地縁血縁とは異なる新しい家族の形。ロッキーのもとに集う“荒ぶる魂”たちの物語『クリード』

creed01ボクシング界から足を洗っていたロッキー(シルベスター・スタローン)だが、かつてのライバル・アポロの息子を鍛えることに生き甲斐を見出す。

 フィラデルフィアのダメボクサーが全力で人生の扉をこじ開ける『ロッキー』(76)から、人生は死ぬまで闘いであることを描いた『ロッキー・ザ・ファイナル』(06)に至るまでのシリーズ全6作のうちのどれか1本でも観たことのある人なら、いや主人公ロッキー・バルボアの名前を一度でも耳にしたことのある人なら、誰もがこの物語を通してロッキーファミリーの一員になることができる。『ロッキー』シリーズの新章となる『クリード チャンプを継ぐ男』は、そんな不思議な力を秘めた映画だ。世界中の人々の心を沸き立たせた往年の人気ボクサー・ロッキーのもとに、自分の居場所を見つけることができずにもがき苦しむ若者が弟子入りを志願し、親子関係とも会社組織とも異なる新しい家族像が生み出されていく。

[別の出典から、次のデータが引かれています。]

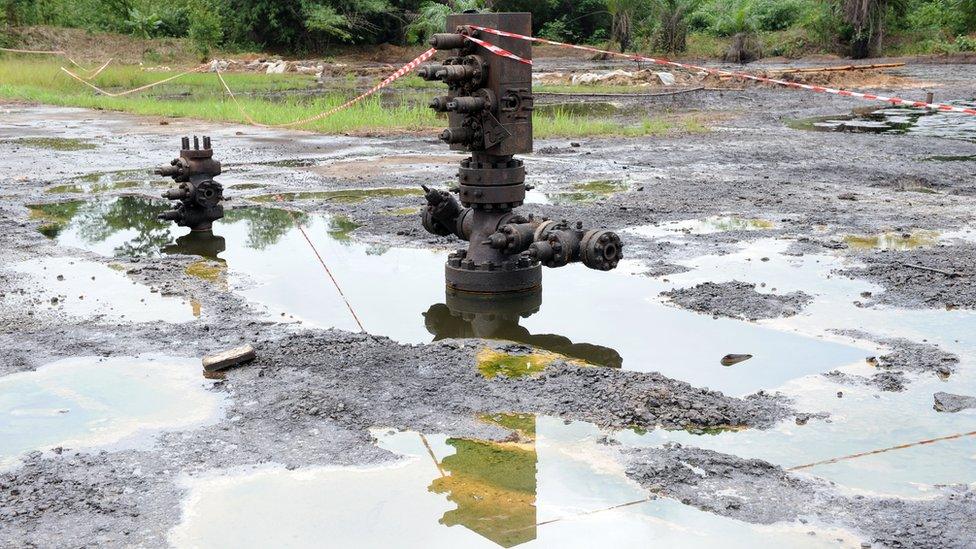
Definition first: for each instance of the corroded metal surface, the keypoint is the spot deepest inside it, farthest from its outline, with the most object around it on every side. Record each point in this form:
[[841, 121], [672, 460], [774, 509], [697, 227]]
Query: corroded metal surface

 アポロ・クリード(カール・ウェザース)は『ロッキー』『ロッキー2』(79)で“イタリアの種馬”ロッキー・バルボアと大激戦を繰り広げたシリーズ屈指の名キャラクターだ。ボクシング史上最高の王者モハメド・アリをモデルにしたアポロは、『ロッキー3』(82)ではマネージャーのミッキーを失ったロッキーを支え、トレーナー役を買って出た。ロッキーにとって最高のライバルであり、得難い親友だった。太陽神にちなんだ名の通り、陽気で派手好きだったアポロには息子がいた……。『フルートベール駅』(13)でデビューした、1986年生まれの新鋭ライアン・クーグラー監督のそんなアイデアから本作は生まれている。

 アドニス(マイケル・B・ジョーダン)は、偉大なボクサーとして活躍したアポロの愛人の息子としてこの世に生を受けた。母親のお腹にいるときに、アポロは『ロッキー4/炎の友情』(85)で描かれたようにリング上で帰らぬ人となった。シングルマザーだった母親も早くに亡くなった。天涯孤独の身となった彼は施設をたらい回しにされたが、幸いにもアドニスに愛情を注ぐ養母メアリー・アン(フィリシア・ラシャド)と出会い、学歴を身に付け、一流企業に就職することができた。大切に育ててくれたメアリーには感謝している。でも、子どもの頃にぽっかりと空いてしまった心の空洞は今もまだ埋まってはいない。アポロがロッキーと戦うタイトルマッチの動画をプロジェクターで壁に投影し、父の影と拳を交える。父の厳しさも温もりも知らずに育ったアドニスが、唯一父と触れ合うことができる方法だった。